Some preliminary observations

Feb 13, 2007 20:38

Browsing around in the UNICEF annual report:

Replacement birth rate is normally 2.1 children/mother: you need a higher birthrate, naturally, if a lot of people are dying. The world as a whole has a birth rate of 2.6. East Asia/Pacific has 1.9: CEE/CIS (I think that means North America and Europe, because I don't see anything else either of those could fit into) has 1.7: Sub-Saharan Africa has 5.4. The rest of the world is in the 3 range.

Income equity is irregularly sprinkled over the face of the earth. Most of the countries with the greatest income equity appear to be the ones you'd expect -- places like Denmark and the Czech Republic -- but there are places like Pakistan, Uzbekistan, and Rwanda where the difference in income between the lowest 40% and the highest 20% is not that great. I don't know if this measure correlates well with anything else yet. The United States falls into the "not very equal category" with the lowest 40% getting 16% of the household income and the highest 20% getting 46% of the household income. Notice the careful limiting of the measure to household income -- Unicef left out all that other stuff that rich people own and earn, in order, I guess, to avoid exaggerating the effect. Which makes the measure, appropriately, "how much money can you spend on stuff?" instead of "how much money do you control?"
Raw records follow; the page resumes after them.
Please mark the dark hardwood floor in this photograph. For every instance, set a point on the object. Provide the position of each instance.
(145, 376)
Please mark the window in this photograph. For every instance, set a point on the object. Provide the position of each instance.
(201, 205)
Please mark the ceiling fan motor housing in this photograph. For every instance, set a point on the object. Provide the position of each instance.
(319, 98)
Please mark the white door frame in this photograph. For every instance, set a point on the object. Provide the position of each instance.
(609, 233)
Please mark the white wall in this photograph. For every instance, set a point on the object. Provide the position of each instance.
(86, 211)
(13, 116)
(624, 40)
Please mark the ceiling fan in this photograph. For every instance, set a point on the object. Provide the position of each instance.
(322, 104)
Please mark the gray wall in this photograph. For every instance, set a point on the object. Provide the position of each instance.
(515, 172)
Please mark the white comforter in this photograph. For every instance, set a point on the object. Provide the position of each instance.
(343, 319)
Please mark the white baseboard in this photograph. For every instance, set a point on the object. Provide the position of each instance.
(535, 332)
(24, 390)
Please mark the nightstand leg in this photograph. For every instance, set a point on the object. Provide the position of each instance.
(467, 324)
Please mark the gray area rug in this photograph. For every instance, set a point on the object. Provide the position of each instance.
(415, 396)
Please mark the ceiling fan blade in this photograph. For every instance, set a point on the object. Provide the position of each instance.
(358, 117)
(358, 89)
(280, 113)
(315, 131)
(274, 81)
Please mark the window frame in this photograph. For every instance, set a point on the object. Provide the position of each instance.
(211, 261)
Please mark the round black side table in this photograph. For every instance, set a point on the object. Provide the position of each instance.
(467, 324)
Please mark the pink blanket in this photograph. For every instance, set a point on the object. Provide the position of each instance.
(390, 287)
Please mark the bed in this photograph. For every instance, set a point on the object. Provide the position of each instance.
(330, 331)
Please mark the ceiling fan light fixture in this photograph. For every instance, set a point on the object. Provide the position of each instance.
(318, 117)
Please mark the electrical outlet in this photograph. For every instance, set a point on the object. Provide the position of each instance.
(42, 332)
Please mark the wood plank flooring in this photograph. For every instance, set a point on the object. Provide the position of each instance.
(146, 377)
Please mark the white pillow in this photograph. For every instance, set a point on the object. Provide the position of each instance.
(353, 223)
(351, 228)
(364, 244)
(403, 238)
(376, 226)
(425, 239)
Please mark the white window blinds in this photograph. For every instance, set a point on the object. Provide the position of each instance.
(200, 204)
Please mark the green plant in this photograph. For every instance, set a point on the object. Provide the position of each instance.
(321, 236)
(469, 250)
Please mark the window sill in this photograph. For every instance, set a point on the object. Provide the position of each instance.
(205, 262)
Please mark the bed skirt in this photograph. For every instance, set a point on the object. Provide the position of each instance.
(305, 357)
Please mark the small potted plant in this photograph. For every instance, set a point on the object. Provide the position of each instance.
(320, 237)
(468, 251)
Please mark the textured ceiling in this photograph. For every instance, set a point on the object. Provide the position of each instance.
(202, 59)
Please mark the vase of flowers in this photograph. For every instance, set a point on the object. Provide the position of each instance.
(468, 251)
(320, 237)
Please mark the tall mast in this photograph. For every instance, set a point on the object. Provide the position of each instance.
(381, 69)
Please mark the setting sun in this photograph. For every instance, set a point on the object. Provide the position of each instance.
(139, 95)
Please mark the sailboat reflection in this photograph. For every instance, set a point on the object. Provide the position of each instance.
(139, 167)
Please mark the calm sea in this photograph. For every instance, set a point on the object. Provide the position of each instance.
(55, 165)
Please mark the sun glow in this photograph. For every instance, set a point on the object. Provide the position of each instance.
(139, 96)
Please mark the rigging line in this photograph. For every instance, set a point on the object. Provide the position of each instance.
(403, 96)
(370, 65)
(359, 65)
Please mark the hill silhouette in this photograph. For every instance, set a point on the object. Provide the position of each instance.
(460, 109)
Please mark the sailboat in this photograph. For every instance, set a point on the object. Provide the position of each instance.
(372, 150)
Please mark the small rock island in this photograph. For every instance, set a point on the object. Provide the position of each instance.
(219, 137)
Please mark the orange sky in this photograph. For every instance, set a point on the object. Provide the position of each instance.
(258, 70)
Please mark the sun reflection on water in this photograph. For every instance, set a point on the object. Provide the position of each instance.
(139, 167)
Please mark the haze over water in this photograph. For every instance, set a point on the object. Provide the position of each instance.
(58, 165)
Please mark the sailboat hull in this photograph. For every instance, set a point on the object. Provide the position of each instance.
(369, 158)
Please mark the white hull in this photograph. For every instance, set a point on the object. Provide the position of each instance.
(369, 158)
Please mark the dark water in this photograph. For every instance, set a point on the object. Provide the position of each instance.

Venezuela comes out looking good. So does Ecuador. Ecuador! This is first glance, so I might be missing some things. It's too bad that so many countries don't have some of the statistics. The US and UK are missing a bunch, too. it's all sort of spotty all around, so you have to be careful drawing conclusions.

Hey, did you know you can get Stephen Hawking to read your pdf files to you? I was trying to get a better view of the Unicef report and discovered this menu item: Read out loud! I figured it wouldn't work --like I would need some kind of software I don't have or something -- but there it is! It works! Stephen Hawking telling me all about the methodology for the report. How cool is that?

I also found out that my cable company carries Democracy Now! on some station or other, but I don't know which. For some reason, three of the stations were mute this morning. The sound for one of them was coming out on the Food Network -- it was hilarious, because the sound was a little old lady sex therapist and the visual was a cute male Indian cook who was putting lurid raspberry-pink lilies on a plate with some really sexy food. I don't watch tv at home much, but I was mining telephone numbers and addresses for tutoring outfits to apply to, and then I was mending the nice fellow's pants. And when I do junk like that, I watch tv. Sometimes.

On another front, if you watched the History Channel's "Digging for Truth" installment about the Maya, you saw my friend Tom Schreiner's partner Richard Hansen and some of Tom's work -- he does the research into lime and cement production. It was a good show. I'm going to look for the others inthe series (I can do without the Aztec one, though).

Finally: it took me maybe ten minutes to reconstruct the paragraphs that went missing this morning. I think I may be back in business.